How to sketch the graph of the solution to my differential equation

Question

I had to solve the equation

$$\frac{dN}{dt} = rN \left( 1 -\frac{N}{K} \right)$$

where $r$ and $K$ are constant and $N(0) = N_0$.

I solved it and got

$$N(t) = \frac{kAe^{rt}}{1 - Ae^{rt}}$$

where $A = \frac{N_0}{k - N_0}$. Now I am being told to sketch the graph of this solution $N(t)$ against $t$ for $t \geq 0$ at fixed values of parameters $r, K$ and for two fixed values on $N_0$, one in the range $0 < N_0 < K$ and the other in the range $N_0 > K$.

How do I do this? I haven't got a clue what the graph would look like.

EDIT: I was thinking, if I divide through by $e^{rt}$ then I get $\frac{kA}{e^{-rt} - A}$ which seems easier to sketch as it now only has $1$ function of $t$, but I'm still unsure how to sketch this.

Answer 1

It is immediate from the differential equation that the rate of change of $N$ is $0$ if either $N=0$ or $N=K$, but if $N$ is between $0$ and $K$, then the rate is positive, so $N$ is increasing. If $N$ is close to either $0$ or $K$, then $dN/dt$ is close to $0$ so $N$ is increasing slowly; if $N$ is far from both (say halfway between) then $N$ is increasing fast.

That much tells you a lot about the graph, and you can see it's true just by thinking about what the differential equation says. So it approaches $K$ more slowly as it approaches it. Therefore you've got a horizontal asymptote at $N=K$, and for the same reason a horizontal asymptote at $N=0$.

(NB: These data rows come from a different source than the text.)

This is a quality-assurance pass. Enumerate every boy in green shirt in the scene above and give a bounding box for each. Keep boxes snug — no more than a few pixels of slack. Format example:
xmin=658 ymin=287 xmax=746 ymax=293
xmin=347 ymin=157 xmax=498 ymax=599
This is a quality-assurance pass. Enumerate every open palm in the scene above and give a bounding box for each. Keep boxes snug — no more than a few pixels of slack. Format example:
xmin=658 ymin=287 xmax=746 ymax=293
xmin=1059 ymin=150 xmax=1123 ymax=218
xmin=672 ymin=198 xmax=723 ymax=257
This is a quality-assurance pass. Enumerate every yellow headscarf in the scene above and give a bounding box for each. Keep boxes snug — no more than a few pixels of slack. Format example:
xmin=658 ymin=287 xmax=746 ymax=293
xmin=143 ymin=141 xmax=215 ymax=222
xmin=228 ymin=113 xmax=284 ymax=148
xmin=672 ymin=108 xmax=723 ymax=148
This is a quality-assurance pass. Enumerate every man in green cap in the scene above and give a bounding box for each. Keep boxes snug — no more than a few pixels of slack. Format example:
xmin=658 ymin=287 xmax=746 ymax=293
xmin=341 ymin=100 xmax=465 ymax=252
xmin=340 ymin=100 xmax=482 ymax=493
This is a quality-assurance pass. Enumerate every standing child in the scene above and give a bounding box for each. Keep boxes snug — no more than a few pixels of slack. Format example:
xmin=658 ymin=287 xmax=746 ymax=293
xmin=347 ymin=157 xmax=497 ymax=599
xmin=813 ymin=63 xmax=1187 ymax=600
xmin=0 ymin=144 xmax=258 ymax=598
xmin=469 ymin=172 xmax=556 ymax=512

If you can show that $N\left(1-\frac KN\right)$ is biggest when $N$ is halfway between $0$ and $K$, that tells you where the curve will be steepest.

If you're a bit more ambitious, try showing you have symmetry about the point at which $N$ is halfway between $0$ and $K$, i.e. if $t_0$ is the time at which $N$ is halfway between, then at time $t_0+t$, $N$ will exceed its value at $t_0$ by the same amount by which it falls short of that value at time $t_0-t$.